Despite all the wars, all the conflicts, America has abided by its volunteer military and has done so quite successfully. It’s taken a strong recruitment effort. But it has worked.
I never volunteered. I had my sights set on college instead and a career in journalism. Some among my peers had sights set on love, marriage and family. Some looked toward civilian careers. Some wanted life here in the hometown.
We all were able to choose among those varied paths of life without being yanked away for four years overseas.
So now I look upon my 16-year-old granddaughter who has come over to help Maw Maw with some housework. She was a tender-hearted, blonde, blue-eyed little girl who had a tendency to pucker up and then bawl too easily when frustrated.

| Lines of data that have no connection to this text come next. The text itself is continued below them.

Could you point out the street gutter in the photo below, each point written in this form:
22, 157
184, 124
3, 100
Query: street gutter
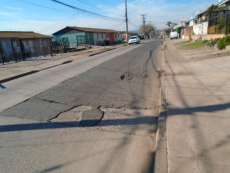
161, 160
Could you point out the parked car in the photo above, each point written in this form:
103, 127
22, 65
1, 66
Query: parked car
174, 34
134, 39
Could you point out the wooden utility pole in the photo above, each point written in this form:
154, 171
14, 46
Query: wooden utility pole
126, 19
143, 19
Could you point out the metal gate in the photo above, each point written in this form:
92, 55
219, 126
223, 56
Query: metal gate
10, 50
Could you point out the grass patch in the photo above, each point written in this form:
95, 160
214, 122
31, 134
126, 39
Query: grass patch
106, 49
194, 45
220, 54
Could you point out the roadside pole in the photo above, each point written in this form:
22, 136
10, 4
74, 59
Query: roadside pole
126, 16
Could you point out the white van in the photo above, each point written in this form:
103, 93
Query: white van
174, 34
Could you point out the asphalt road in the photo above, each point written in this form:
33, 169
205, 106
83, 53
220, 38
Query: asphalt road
118, 90
126, 81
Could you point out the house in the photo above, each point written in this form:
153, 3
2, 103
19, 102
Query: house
124, 35
17, 45
201, 17
93, 36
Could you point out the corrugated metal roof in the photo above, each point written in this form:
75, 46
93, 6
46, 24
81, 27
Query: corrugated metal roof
18, 34
93, 29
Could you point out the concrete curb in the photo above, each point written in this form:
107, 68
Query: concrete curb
161, 161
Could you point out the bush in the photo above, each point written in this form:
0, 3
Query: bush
221, 45
210, 43
212, 29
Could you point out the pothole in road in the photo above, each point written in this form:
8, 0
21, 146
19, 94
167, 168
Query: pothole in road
126, 121
82, 116
130, 75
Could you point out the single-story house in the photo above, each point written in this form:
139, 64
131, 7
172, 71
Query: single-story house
124, 35
16, 45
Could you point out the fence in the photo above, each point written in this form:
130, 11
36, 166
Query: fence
219, 22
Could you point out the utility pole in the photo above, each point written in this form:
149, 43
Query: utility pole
143, 19
126, 18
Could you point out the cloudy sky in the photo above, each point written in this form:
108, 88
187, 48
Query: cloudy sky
47, 16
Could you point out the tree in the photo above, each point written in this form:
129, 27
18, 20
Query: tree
214, 8
169, 23
148, 29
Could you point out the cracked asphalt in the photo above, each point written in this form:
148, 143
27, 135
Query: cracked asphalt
126, 81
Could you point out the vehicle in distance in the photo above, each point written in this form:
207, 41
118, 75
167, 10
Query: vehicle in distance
134, 39
174, 34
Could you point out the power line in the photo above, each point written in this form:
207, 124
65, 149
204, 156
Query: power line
85, 11
93, 5
43, 6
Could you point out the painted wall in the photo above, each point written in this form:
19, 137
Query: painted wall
213, 36
71, 37
201, 29
99, 38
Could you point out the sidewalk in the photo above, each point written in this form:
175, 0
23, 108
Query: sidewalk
13, 70
198, 111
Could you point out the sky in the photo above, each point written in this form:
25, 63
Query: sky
48, 17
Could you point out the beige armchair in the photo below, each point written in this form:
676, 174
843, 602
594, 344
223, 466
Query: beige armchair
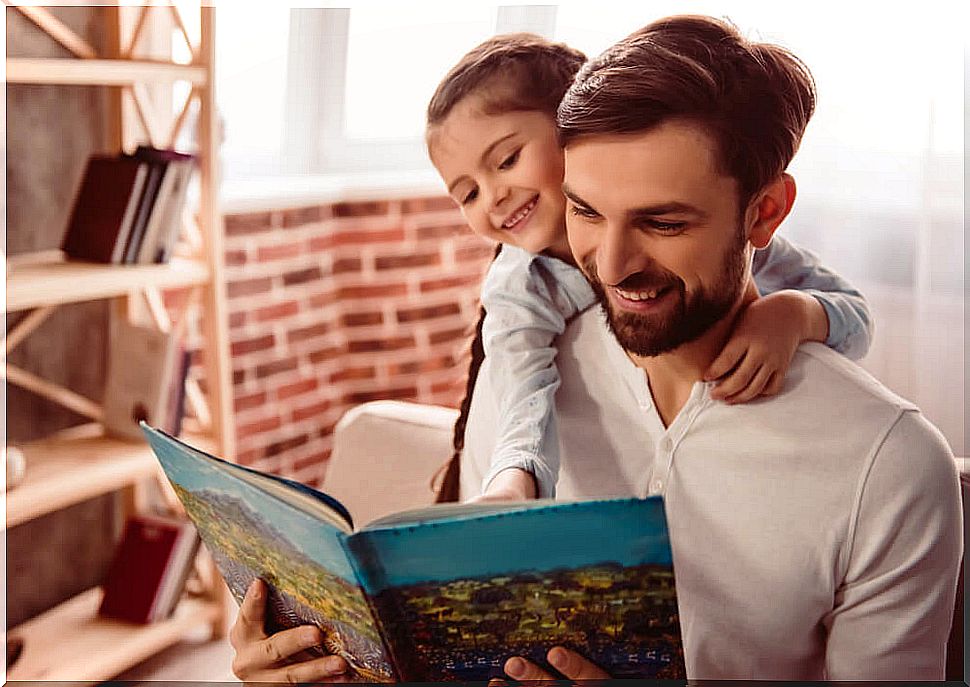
385, 454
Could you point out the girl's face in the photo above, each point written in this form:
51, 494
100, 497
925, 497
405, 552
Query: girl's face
505, 172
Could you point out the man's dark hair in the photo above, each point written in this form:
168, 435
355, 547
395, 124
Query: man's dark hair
754, 99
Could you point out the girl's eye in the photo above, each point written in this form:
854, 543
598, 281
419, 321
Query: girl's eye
510, 160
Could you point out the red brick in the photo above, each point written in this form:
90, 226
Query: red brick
372, 291
267, 424
353, 373
429, 312
450, 282
322, 243
302, 276
260, 343
277, 311
360, 236
442, 231
249, 457
345, 265
278, 447
365, 209
367, 396
241, 403
251, 223
325, 354
276, 367
296, 388
304, 333
393, 262
313, 410
249, 287
434, 204
449, 335
297, 217
419, 366
322, 300
278, 251
235, 257
361, 319
474, 252
389, 344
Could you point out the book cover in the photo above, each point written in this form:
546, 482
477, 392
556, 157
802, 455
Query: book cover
143, 369
442, 593
104, 209
142, 561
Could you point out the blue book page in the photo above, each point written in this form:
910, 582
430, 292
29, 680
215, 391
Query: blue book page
252, 533
460, 594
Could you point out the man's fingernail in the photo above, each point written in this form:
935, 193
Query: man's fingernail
336, 665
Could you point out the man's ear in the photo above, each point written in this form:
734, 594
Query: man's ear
770, 208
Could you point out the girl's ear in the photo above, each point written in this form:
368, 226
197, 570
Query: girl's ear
771, 207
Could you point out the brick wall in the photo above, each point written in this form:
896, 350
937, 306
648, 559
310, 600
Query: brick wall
334, 305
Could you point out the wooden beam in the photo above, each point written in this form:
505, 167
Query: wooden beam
55, 392
57, 30
23, 328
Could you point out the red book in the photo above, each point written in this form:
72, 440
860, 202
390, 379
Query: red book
144, 561
104, 209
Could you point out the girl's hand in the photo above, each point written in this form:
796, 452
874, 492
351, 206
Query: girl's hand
509, 485
756, 358
262, 658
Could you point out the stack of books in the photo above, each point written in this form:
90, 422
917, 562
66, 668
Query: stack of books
128, 208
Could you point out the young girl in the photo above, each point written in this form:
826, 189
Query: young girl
491, 134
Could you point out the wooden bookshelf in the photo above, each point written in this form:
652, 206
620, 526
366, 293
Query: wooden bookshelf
48, 279
71, 643
72, 72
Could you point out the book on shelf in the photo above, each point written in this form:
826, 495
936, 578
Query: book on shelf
163, 223
447, 592
128, 208
104, 209
145, 379
150, 567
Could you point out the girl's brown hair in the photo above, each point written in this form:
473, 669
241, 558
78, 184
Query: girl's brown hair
510, 73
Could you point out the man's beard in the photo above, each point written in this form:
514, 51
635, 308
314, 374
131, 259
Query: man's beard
650, 335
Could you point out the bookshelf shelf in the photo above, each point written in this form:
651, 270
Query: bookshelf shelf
78, 465
71, 643
49, 279
74, 72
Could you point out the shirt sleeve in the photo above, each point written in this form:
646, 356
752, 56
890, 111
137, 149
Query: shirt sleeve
527, 299
783, 265
893, 609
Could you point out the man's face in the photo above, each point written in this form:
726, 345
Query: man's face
657, 230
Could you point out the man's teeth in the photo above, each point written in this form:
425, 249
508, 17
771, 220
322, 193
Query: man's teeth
520, 214
638, 295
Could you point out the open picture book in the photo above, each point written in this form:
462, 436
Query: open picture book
447, 592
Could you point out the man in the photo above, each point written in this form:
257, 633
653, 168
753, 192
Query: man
816, 534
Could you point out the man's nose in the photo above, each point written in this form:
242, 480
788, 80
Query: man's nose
619, 255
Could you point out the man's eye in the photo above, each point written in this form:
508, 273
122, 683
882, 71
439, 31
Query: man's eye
579, 211
510, 160
666, 227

One time when she was about 3 years old she had gotten sand uncomfortably inside her swim suit. She was about to strip at an outdoors beach shower when she wheeled and demanded, “Don’t you look, Paw Paw.” I didn’t.
Now they want to register girls like her for the military draft when they come of age. That’s the word out of Washington from the Marine Corps commandant, the Army chief of staff and a top Democrat on the Senate Armed Services Committee.
In this time of equality they say it’s only fair that girls register just like boys.
They won’t actually draft my granddaughter or anyone else’s, they say. And I admit they have kept their word, so far.
Still I don’t buy the idea. I don’t want my granddaughter to sign up for the draft.
It’s not that I think that she wouldn’t do well. She would. When I see those acrobatic cheerleading stunts of hers, with her being lifted high in the air and then falling into her teammates’ arms, I do not doubt her heart. (One time they did let her fall and hit her head on a hard gym floor.)
No, I just feel that there are some considerations that should remain for young women. Like opening a door for them. I like and want a culture that still opens a door; it’s just nicer that way.
And it’s just nicer to give our young women a break from the draft.
I like the sentiment of famous French writer Alexis de Tocqueville in 1835 in his observations of early America: “One can easily conceive that in thus striving to equalize one sex with the other, one degrades them both.”
Let’s just say no to expanding the draft.
Stephen Harris, a Wilkes county native and resident, returned home to live in State Road.